Sie nickte und machte sich ans Werk, ich sah mich derweilen etwas in dem Laden um. Er wirkte behaglich. Die Decke war in einem warmen Blau gestrichen, an den Wänden zogen sich Kletterpflanzen von einer Seite zur anderen und überall herrschte ein buntes Treiben aus allerlei verschiedenen Arten von Blumen. Es gab kaum einen Fleck, der nicht bewachsen war. Und in der Mitte führte eine Wendeltreppe in ein weiteres Stockwerk, in dem vermutlich noch mehr Auswahl auf einen wartete. Apropos warten.

„Fertig! Gefallen sie Ihnen?" Die Florafachexpertin hielt mir einen Straus Chrysanthemen in gelb und weiß hin, ich nahm sie stumm entgegen. Keine Ahnung, ob mir die zusagten, ich kannte mich mit Gewächsen nicht aus und mit Ästhetik umso weniger.

„Soll ich eine schöne Schleife um die Stiele herumbinden?"

„Eine Vase wäre mir lieber. Dann kann ich sie ihm einfach hinstellen." Ich war ehrlich nicht der Typ dafür, jemandem mit viel Tamtam Geschenke zu überreichen. Am Valentinstag mal die eine oder andere Rose, wenn ich dazu genötigt wurde, aber von allzu großem Kitsch hielt ich mich fern. Normalerweise.

„Haben Sie eine bestimmte im Sinn?" Sie deutete auf ein Regal, auf dem viel zu viele Arten von Töpfen und Glasgefäßen dicht an dicht standen.

„Irgendeine, von der Sie denken, dass sie passt."

Es dauerte ungefähr fünf Minuten, dann drückte sie mir eine durchsichtige Vase in die Hand, die am Hals mit einem roten Band verziert war. Ganz vorne prangte ein geschwungenes Herz.

So viel dazu, dass ich keine Gefühlsduseleien mochte.

Ich bezahlte den überraschend hohen Preis und lief mit dem Präsent zurück zum Haus der Balz'. Es war kein langer Weg, keine zwanzig Minuten zu Fuß, und die Zeit reichte nicht mal aus, um mir selbst die Frage zu beantworten, ob der gemütliche Blumenladen eines von Noahs Bewerbungszielen war. Auf jeden Fall würde die Umgebung zu ihm passen. In einem großen Betrieb würde er sich vermutlich selbst verlieren.
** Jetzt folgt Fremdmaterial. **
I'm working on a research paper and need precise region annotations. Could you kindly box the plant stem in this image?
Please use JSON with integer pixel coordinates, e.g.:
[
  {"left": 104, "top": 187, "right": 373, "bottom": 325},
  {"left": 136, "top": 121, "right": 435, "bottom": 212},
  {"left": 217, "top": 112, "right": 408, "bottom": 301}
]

Weil er so unfassbar hilflos ist.

Ich summte ein bisschen vor mich hin, grinste einem Mädchen zu, das ziemlich sehnsüchtig zu mir herüberblickte. Vermutlich bekam sie nicht oft solche Aufmerksamkeiten überreicht. Aber wahrscheinlich wurde sie auch nicht beleidigt, bis Krokodiltränen flossen. Hässliche Krokodiltränen. Keine Ahnung, warum es mir so derb auf den Geist ging, wenn der Freak losheulte. Wenn die Flüssigkeit in seinen Augen allerdings davon rührte, dass er würgen musste, weil ich ihm meinen Schwanz tief in den Rachen rammte, dann-

Mein Handy vibrierte, riss mich aus meinen Fantasien, bevor ich es bewerkstelligen konnte, mitten auf offener Straße hart zu werden. Das war mir schon in der Pubertät oft genug passiert. Ich brauchte ehrlich keine Erinnerung daran, wie seltsam es war, wenn jemand einem in einer völlig verqueren Situation penetrant in den Schritt starrte. Vorzugsweise, wenn man an der Tafel stand und die gesamte Klasse vor sich hatte. Front row boner-time.